Summarize the performance of each model based on the metrics provided (valid_schema, accuracy) from the summary table.
Analyze the detailed differences to understand the *types* of errors and mismatches occurring for each model.
Identify which models performed best and worst for each metric and based on the detailed error analysis.
Draw conclusions about the strengths and weaknesses of Gemini models for this specific tabular data extraction task, considering both the overall accuracy and the nature of the errors.
Consider the different versions of Gemini and how their performance varies.
Provide a clear and concise summary of the overall results, followed by key conclusions supported by observations from the detailed comparison.

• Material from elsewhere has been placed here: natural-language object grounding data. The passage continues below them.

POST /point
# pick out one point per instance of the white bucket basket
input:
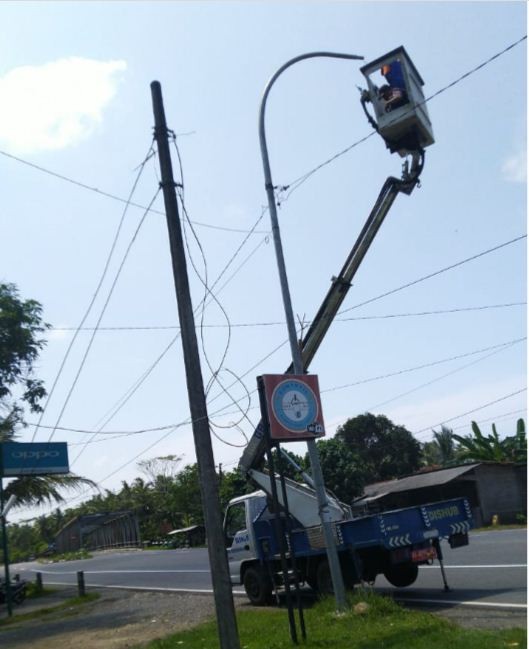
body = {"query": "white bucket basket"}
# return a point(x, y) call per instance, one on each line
point(395, 90)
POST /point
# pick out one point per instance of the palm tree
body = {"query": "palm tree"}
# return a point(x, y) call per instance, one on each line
point(39, 490)
point(21, 326)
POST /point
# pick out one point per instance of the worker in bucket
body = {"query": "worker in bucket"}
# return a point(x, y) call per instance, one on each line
point(393, 94)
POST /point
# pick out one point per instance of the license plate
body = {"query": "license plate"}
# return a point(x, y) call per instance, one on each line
point(424, 554)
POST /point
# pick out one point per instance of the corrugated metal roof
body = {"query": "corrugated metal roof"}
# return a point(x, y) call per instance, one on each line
point(185, 529)
point(417, 481)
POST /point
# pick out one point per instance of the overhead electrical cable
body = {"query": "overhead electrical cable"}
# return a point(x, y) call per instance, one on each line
point(470, 412)
point(113, 196)
point(499, 346)
point(110, 254)
point(234, 325)
point(296, 183)
point(434, 274)
point(439, 378)
point(496, 418)
point(113, 411)
point(102, 313)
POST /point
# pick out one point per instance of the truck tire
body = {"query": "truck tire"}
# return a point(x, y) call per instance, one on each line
point(402, 574)
point(257, 585)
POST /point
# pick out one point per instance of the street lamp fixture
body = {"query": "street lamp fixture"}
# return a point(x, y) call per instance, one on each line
point(297, 361)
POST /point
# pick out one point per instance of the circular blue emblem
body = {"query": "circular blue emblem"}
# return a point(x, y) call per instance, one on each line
point(294, 405)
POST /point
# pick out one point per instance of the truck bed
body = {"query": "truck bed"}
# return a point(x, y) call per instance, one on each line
point(388, 530)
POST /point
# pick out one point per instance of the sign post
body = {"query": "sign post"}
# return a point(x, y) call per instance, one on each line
point(23, 459)
point(44, 458)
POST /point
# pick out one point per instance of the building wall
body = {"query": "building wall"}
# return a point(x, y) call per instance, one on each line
point(502, 491)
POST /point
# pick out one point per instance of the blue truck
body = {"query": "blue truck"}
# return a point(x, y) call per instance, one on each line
point(392, 543)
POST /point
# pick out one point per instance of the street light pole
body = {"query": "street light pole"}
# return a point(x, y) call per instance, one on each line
point(297, 361)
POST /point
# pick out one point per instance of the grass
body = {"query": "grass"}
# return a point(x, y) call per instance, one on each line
point(371, 622)
point(67, 605)
point(33, 592)
point(67, 556)
point(499, 527)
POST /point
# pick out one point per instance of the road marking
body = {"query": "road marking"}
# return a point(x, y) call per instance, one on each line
point(462, 603)
point(115, 572)
point(490, 565)
point(241, 593)
point(201, 591)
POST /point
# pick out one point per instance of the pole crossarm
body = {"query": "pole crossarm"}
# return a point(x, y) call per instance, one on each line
point(297, 360)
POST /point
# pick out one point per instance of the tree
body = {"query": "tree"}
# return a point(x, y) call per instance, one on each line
point(21, 327)
point(490, 448)
point(342, 471)
point(442, 450)
point(383, 449)
point(20, 343)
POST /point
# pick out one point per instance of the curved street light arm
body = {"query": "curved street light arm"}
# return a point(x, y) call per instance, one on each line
point(296, 354)
point(297, 361)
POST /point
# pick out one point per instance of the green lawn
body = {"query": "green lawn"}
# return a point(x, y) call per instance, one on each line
point(372, 622)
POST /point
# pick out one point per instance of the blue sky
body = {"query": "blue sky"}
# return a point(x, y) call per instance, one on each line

Experiment Results Summary Table:
"""

# Convert the evaluation results summary and row-based metrics to a string format
# Assuming eval_result has a structure that can be converted to a readable string
try:
    # This will likely involve converting the DataFrames within eval_result to string
    eval_result_string = str(eval_result)
except Exception as e:
    eval_result_string = f"Could not convert evaluation results to string: {e}"
    print(eval_result_string)


# Concatenate the prompt and the summary table results
full_prompt = (
    summary_prompt
    + eval_result_string
)

# Use Gemini 2.5 Flash to analyze the results
try:
    # Generate the response
    response = client.models.generate_content(
        model="gemini-2.5-flash", contents=full_prompt
    )

    # Display the summary and analysis from Gemini
    display(Markdown(response.text))

except Exception as e:
    print(f"An error occurred while calling Gemini: {e}")
    print(
        "Please ensure you have access to Gemini 2.5 Flash and your project/location settings are correct."
    )

## Conclusions


This notebook has shown how to use the Gen AI Evaluation Service to evaluate Gemini's Structured Output, for a document processing task.

It uses a "bring your own response" approach and uses custom `valid_schema` and `accuracy` metrics as well as the `exact_match` metric.

It also does a deep "field-wise" comparison of the responses to understand inaccuracies, and uses Gemini to summarise and analyse the results.